La voiture se posta devant l’entrée et le cocher descendit tirer la cloche pendue au pilier de la grille. Le concierge sortit et examina l’équipage :
— Vous voilà déjà de retour ?.... Qu’est-ce ce qui se passe ?
Mme de Montespan avança son visage voilé à la portière:
— Ouvrez-moi ! Intima-t-elle en imitant l’accent normand de sa transfuge. J’ai omis de dire quelque chose d’important...
— Qu’est-ce que c’est ? Vous ne pouvez pas me le dire? Ça m’ennuie d’ouvrir dans la journée. Les ordres sont...
— Je n’ai que faire de vos ordres. Laissez-moi passer ou vous pourriez le regretter...
— Mais je tiens à mes ordres, moi et... oh, mon Dieu ! Qu’est-ce que vous me voulez ?....
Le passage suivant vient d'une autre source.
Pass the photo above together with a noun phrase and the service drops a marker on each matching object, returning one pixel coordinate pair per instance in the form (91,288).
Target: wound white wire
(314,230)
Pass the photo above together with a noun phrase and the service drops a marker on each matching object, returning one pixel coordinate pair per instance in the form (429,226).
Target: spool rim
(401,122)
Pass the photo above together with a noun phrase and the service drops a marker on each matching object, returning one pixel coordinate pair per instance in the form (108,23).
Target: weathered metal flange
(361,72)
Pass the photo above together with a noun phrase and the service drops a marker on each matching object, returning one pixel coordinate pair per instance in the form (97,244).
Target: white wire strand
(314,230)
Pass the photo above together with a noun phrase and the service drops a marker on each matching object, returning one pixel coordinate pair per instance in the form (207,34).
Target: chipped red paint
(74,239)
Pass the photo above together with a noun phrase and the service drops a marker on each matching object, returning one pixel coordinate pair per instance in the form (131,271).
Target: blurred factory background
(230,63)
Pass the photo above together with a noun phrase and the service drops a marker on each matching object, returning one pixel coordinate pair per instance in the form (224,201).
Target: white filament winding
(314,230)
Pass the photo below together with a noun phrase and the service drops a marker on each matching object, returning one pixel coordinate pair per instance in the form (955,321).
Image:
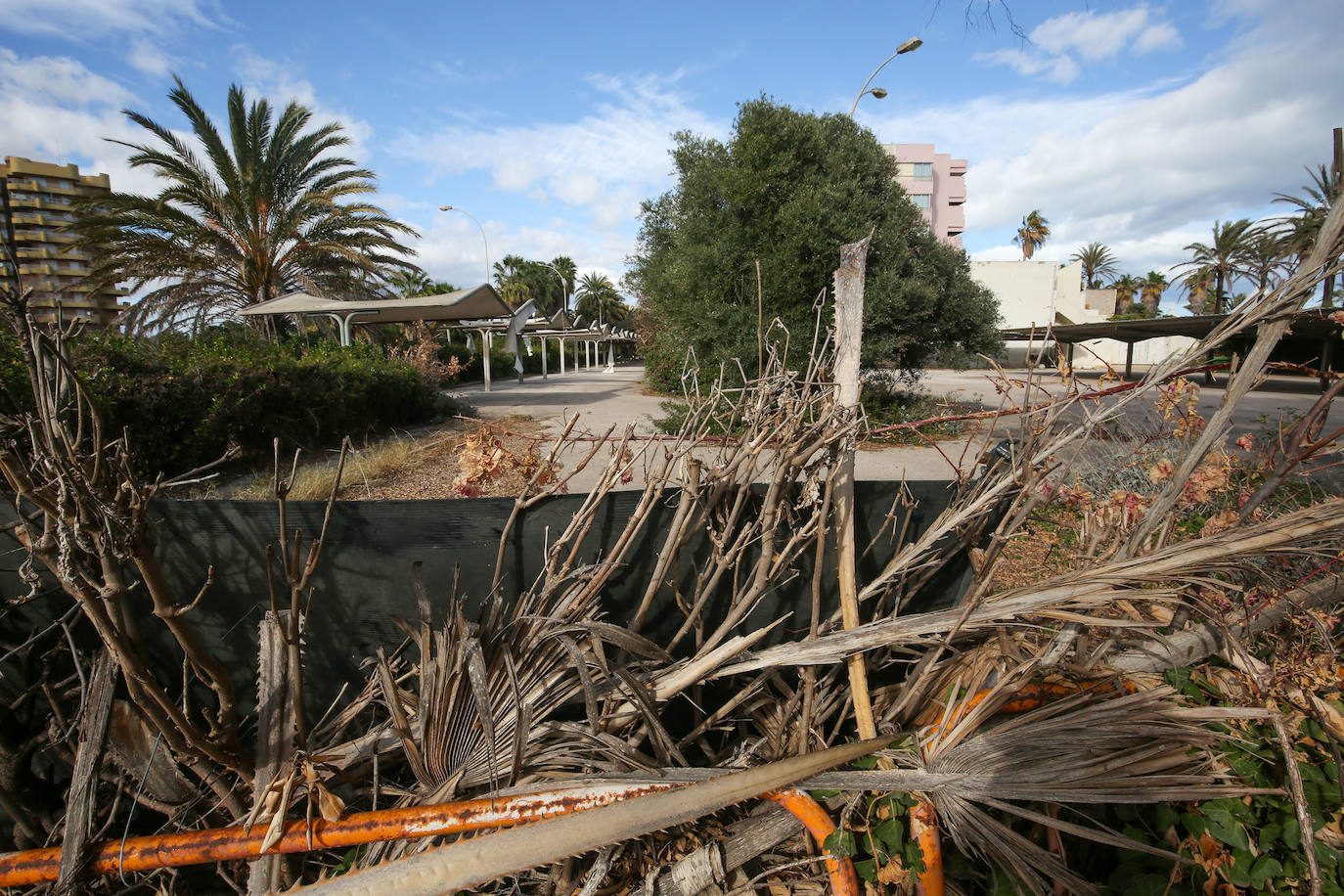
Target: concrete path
(604,399)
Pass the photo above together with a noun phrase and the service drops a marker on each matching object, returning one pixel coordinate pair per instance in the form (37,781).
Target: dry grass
(402,467)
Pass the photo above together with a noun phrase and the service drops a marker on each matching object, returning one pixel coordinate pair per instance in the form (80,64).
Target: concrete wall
(1037,293)
(1041,293)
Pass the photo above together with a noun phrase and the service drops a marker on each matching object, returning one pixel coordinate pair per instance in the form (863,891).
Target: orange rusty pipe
(923,828)
(923,820)
(844,881)
(225,844)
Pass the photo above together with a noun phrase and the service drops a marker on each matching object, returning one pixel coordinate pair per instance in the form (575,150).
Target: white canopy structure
(478,310)
(477,304)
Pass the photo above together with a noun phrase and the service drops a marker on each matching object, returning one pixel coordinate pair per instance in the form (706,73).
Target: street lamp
(915,43)
(564,288)
(482,237)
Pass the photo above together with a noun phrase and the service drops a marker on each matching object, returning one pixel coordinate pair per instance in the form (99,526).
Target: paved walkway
(604,399)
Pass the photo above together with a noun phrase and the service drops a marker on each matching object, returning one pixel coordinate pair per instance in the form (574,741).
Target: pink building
(937,184)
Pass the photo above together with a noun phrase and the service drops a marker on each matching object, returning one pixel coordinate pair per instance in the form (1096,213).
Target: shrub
(184,400)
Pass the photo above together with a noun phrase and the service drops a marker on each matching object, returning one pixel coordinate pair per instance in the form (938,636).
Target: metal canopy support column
(485,356)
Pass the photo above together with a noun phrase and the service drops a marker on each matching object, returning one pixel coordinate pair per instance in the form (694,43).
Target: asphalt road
(604,399)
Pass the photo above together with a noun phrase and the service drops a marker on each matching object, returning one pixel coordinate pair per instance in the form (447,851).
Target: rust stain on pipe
(844,881)
(225,844)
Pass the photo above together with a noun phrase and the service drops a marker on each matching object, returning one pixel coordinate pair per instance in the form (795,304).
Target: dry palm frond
(1133,748)
(488,690)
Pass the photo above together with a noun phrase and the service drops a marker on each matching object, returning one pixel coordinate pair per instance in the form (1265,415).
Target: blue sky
(1135,124)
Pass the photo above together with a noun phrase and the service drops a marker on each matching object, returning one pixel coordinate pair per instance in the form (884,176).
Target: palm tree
(268,211)
(599,299)
(1152,288)
(1098,262)
(1305,226)
(1032,234)
(1197,283)
(511,280)
(1125,288)
(410,283)
(1226,256)
(1266,256)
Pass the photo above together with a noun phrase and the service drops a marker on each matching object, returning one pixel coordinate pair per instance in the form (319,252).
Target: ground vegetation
(1175,672)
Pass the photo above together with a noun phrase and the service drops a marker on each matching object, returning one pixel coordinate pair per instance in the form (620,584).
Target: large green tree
(268,209)
(786,191)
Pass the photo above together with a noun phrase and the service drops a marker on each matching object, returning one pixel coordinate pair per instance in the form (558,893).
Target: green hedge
(186,400)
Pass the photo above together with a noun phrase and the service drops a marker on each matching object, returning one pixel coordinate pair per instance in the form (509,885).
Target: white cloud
(148,57)
(262,76)
(1059,68)
(1160,36)
(1091,36)
(54,109)
(452,247)
(58,79)
(86,19)
(606,161)
(1148,169)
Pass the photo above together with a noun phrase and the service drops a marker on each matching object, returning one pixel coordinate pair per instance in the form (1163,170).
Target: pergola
(478,310)
(1312,328)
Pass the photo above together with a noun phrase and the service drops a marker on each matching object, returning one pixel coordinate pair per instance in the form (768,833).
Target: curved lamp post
(564,288)
(915,43)
(482,237)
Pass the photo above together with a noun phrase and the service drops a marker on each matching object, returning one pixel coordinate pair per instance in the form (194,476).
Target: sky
(1133,124)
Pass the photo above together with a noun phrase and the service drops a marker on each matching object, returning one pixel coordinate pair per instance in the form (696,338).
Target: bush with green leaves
(786,191)
(186,400)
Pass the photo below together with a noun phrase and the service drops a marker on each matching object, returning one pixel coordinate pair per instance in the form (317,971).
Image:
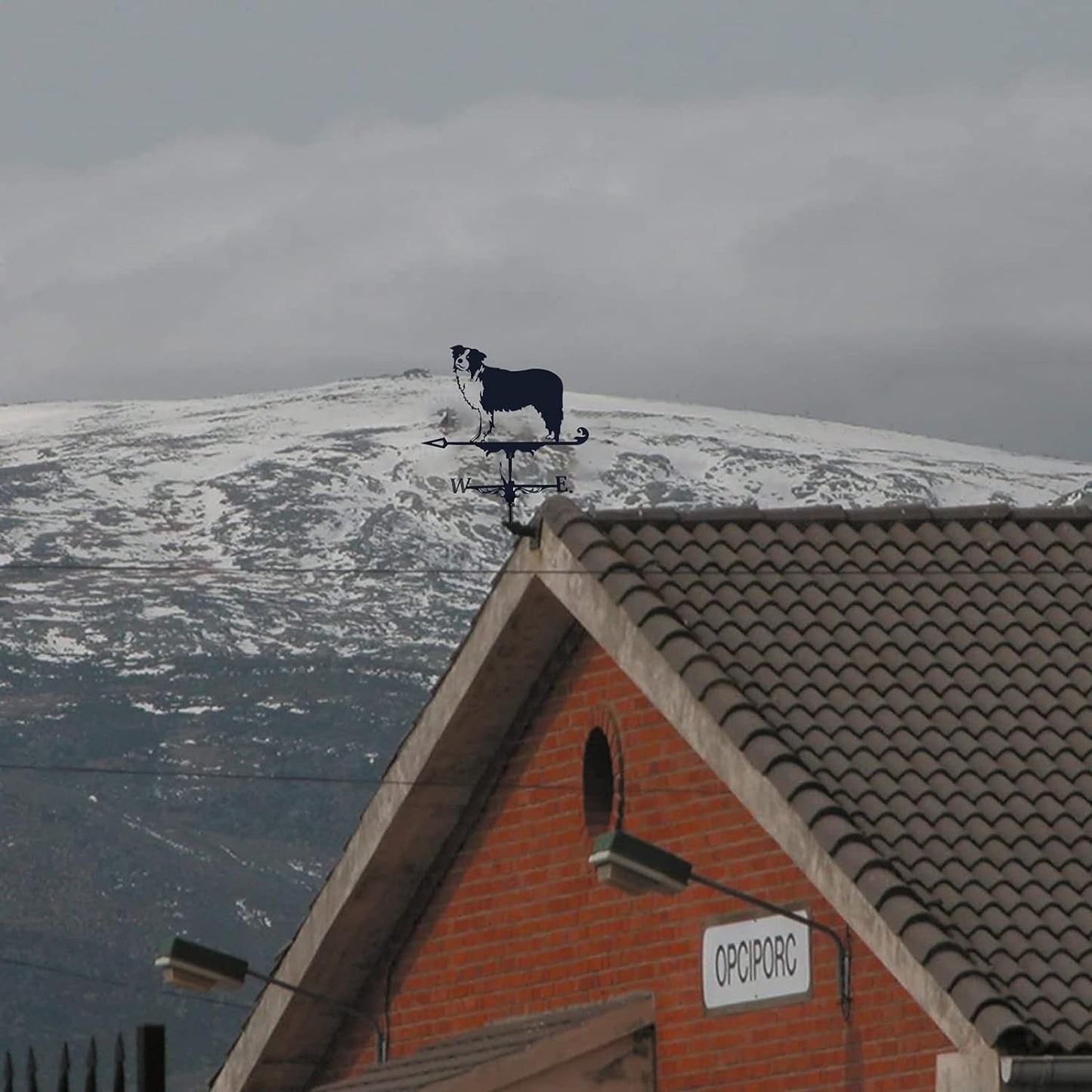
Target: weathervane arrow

La Reynie venait de surgir, braquant un pistolet sur l’homme soudain terrifié :
— On vient de te le dire ! Tu ouvres ?
Ce fut vite fait. La Reynie sauta en voltige sur l’arrière de la voiture, qui s’engagea sous les arbres. Les gardes s’engouffrèrent à sa suite, sauf l’un d’eux qui se chargea de neutraliser le concierge pour l’empêcher de refermer. Après quoi il rejoignit ses compagnons.
Attiré par le bruit de la cavalcade, un homme apparut sur le seuil de la maison. Il était bâti comme un ours, vêtu, tel un bourgeois, de drap marron, et son visage rouge aux traits épais s’encadrait de cheveux bruns coupés carrément sous les oreilles. Les yeux foncés et ternes s’abritaient sous d’épais sourcils qui se rejoignaient presque au milieu du front. Croyant reconnaître le carrosse - la pente du chemin et les arbres lui ayant dissimulé ce qui se passait à la grille-il ne semblait animé par aucune intention belliqueuse.
Il descendit même les marches du perron pour parler à l’occupante de la voiture dont le cocher vint ouvrir la portière et déplier le marchepied.
— Vous avez oublié quelque chose ou bien...
— Rien du tout ! Nous venons chercher quelqu'un, répondit gracieusement Mme de Montespan en descendant et en rejetant son voile.
— Mais vous n’êtes pas Jeanne...
— Non, je ne suis pas Jeanne. En revanche, je suis celle qu’elle a volée mais c’est sans importance. Je viens seulement réclamer Mme de Saint-Forgeat...
— Madame de quoi ?
— Cela suffit, coupa La Reynie en agitant sous le nez de l’homme son pistolet et un document à moitié déroulé, orné d’un énorme sceau de cire rouge des plus impressionnants que l’homme regarda dubitatif mais sans oser y toucher. Si vous ne voulez pas nous remettre.de bon gré la personne qui a été amenée ici hier soir, nous allons fouiller la maison. Allez vous autres ! ordonna-t-il.
Cependant le gardien tentait de protester :
— Mais, Monsieur, vous êtes dans la propriété de...
— M. de Louvois ? Je sais et moi je vous répète que j’agis au nom du Roi. Je suis le lieutenant général de Police !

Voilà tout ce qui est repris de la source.